Some folks have managed DSP, but it's limited and still has to be highly optimized. On top of that, you need a DAC, and probably a better ADC than what's on-board, so it goes quickly into the realm of diminishing returns.
SirNickity:
Not really, no. There are some dedicated signal processing ICs that you might be able to control with an Arduino, but real-time audio processing is effectively out-of-reach.
Some folks have managed DSP, but it's limited and still has to be highly optimized. On top of that, you need a DAC, and probably a better ADC than what's on-board, so it goes quickly into the realm of diminishing returns.
Ah, well that's a shame.
I've seen people distort the voice like Darth Vader using an arduino board though. But I guess that's because it's distortion and not autotunning?
Most likely using some other IC to do the heavy lifting. There are voice modulation chips that are made for entertainment effects for example. Do you have a link to the ones you saw?
I should specify, the ATmega-based Arduinos are underpowered for this sort of thing, but the ARM-based Due might pull it off. (I'm still used to Arduino being a microcontroller.)
SirNickity:
Most likely using some other IC to do the heavy lifting. There are voice modulation chips that are made for entertainment effects for example. Do you have a link to the ones you saw?

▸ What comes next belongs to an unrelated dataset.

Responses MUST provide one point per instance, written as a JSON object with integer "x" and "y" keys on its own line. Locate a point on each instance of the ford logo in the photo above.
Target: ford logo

I should specify, the ATmega-based Arduinos are underpowered for this sort of thing, but the ARM-based Due might pull it off. (I'm still used to Arduino being a microcontroller.)
Did a bit of digging in the history and found this that I watched before:
I wonder if that can be made into some sort of portable contraption...
Looking into the Ring Modulator didn't yield much result other than what I found above and nothing came up with suboctavizer.